Some locals say that this place used to be entirely outside the city, and that it was used to bury those who were stoned to death by officials.
During the 2000s, the municipality re-designated this piece of land as the location of a Sunday bazaar, where local vendors would come sell food, goods, and wares. The Sunday bazaar was transferred to another location in 2011.
A construction project began on this site in 2017.
Locals are speculating that a shopping centre is being built on this site.
If this construction project is completed, the Rudsar mass grave will be buried under a building and will be hidden from the public sight.
[Above is] a view of the construction in the potential mass grave in Rudsar, which is the site believed to be where multiple prisoners from 1988 were buried in after being executed, as seen from the entrance of Islamic Azad University, Rudsar-Amlash branch.
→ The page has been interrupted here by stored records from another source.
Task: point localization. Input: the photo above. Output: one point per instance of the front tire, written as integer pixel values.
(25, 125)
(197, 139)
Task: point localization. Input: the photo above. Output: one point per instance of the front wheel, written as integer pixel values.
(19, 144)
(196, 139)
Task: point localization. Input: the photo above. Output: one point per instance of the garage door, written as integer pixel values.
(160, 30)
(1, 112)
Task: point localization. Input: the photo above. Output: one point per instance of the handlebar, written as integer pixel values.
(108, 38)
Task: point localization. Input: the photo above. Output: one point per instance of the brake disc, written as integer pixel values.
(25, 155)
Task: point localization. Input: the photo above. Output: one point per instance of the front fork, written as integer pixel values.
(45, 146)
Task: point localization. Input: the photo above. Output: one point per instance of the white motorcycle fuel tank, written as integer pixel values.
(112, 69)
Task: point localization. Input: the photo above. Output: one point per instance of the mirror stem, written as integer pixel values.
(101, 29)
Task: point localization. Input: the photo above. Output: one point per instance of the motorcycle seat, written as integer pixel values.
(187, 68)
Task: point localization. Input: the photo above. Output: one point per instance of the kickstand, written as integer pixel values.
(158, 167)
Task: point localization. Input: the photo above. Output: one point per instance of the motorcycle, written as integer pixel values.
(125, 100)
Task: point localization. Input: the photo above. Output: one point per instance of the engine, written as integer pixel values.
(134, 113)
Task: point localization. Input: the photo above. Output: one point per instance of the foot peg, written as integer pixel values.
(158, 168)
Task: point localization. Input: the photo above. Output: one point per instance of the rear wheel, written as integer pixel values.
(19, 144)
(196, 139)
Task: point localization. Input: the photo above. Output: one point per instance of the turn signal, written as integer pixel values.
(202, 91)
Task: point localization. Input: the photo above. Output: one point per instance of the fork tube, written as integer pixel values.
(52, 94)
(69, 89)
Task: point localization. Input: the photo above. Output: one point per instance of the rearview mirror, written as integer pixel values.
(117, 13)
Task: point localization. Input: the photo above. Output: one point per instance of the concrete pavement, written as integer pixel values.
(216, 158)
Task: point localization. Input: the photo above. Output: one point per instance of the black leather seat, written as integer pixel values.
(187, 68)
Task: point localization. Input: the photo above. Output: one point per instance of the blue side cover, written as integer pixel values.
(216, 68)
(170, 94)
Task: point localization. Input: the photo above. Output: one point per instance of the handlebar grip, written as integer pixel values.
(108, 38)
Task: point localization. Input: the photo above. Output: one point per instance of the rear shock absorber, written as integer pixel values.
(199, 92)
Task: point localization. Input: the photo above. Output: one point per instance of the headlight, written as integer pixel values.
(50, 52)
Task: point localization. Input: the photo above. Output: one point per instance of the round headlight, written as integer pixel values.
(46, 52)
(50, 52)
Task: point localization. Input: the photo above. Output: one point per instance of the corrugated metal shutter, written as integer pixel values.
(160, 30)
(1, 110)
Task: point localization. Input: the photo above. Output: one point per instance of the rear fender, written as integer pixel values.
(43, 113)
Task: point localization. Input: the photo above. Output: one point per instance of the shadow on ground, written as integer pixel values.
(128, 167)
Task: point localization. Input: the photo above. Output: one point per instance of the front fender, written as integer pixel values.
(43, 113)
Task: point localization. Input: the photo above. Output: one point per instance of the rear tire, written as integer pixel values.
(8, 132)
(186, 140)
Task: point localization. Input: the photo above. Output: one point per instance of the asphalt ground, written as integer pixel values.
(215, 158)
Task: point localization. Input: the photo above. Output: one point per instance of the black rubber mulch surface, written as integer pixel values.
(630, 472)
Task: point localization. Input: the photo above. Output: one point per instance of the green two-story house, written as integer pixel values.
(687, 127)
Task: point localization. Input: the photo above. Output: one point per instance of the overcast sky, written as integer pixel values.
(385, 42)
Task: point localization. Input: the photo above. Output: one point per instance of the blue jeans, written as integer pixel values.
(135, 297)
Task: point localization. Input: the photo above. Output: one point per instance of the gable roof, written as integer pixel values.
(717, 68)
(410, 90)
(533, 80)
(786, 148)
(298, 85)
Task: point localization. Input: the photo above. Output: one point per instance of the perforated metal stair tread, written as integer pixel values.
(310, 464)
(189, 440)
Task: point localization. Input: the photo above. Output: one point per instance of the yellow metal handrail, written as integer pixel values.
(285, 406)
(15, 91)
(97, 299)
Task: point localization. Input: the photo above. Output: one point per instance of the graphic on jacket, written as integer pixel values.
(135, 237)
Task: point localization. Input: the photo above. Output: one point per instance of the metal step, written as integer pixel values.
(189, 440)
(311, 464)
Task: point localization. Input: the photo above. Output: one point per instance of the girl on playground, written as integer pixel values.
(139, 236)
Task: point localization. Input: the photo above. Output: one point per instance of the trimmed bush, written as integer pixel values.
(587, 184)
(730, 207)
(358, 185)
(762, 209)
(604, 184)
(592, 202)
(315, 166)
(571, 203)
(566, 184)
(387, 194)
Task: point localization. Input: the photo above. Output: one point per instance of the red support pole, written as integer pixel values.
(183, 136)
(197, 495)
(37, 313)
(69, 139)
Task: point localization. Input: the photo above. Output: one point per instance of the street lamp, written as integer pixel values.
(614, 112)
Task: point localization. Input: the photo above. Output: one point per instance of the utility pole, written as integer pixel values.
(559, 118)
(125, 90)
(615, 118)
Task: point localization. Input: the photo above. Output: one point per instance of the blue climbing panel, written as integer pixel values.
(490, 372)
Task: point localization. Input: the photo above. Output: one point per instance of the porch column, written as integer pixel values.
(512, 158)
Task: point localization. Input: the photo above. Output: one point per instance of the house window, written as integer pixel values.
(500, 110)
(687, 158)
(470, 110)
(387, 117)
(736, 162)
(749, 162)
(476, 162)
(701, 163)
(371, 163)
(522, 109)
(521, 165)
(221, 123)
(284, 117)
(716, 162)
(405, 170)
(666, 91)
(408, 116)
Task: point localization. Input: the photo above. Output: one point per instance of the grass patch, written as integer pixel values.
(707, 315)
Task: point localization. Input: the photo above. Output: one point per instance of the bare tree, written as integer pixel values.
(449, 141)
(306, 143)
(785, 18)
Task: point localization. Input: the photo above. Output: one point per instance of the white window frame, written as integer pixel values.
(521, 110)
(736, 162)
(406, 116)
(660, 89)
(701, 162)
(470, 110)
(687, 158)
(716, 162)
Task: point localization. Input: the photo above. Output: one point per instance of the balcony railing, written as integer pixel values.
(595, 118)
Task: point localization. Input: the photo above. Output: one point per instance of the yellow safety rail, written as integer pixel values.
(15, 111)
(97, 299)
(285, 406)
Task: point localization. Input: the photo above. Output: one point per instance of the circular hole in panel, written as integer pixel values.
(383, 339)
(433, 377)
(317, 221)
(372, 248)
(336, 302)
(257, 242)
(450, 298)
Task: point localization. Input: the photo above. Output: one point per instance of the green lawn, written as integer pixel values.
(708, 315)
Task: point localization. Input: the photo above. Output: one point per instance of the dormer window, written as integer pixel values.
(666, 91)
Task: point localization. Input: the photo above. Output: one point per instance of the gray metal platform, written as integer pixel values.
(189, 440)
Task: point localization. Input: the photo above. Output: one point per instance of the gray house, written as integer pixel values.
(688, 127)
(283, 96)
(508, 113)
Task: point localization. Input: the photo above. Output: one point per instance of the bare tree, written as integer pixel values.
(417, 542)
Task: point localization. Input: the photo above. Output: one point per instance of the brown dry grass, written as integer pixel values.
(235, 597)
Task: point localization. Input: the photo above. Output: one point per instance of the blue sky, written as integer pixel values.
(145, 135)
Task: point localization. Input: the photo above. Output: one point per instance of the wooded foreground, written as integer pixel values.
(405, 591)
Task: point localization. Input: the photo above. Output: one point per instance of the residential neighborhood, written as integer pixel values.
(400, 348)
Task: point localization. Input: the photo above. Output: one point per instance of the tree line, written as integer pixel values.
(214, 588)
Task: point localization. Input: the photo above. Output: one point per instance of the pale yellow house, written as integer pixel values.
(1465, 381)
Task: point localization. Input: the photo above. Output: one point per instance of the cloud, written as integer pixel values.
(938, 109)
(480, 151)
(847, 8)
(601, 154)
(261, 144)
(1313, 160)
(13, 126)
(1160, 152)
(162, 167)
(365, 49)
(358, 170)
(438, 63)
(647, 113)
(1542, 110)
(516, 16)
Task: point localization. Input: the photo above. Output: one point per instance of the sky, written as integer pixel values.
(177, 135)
A review of the aerial maps published by ‘Google Earth’ reveals the gradual process of construction in this location and the destruction of the mass graves.
This aerial photo from 2003 clearly shows that this location was abandoned, with no signs of construction.
The next image by Google Earth is from 2011, which clearly shows multiple buildings are being built in one edge and the corners of this area. We can conclude that the construction operation has started between 2013 and 2011. It appears that the municipality has started the construction in this area in 1390, since this was the year when the daily bazaar was relocated to someplace else.
The last Google Earth image to be taken of this site before the last update of this page, is from 2015, which shows that the construction operation has advanced significantly.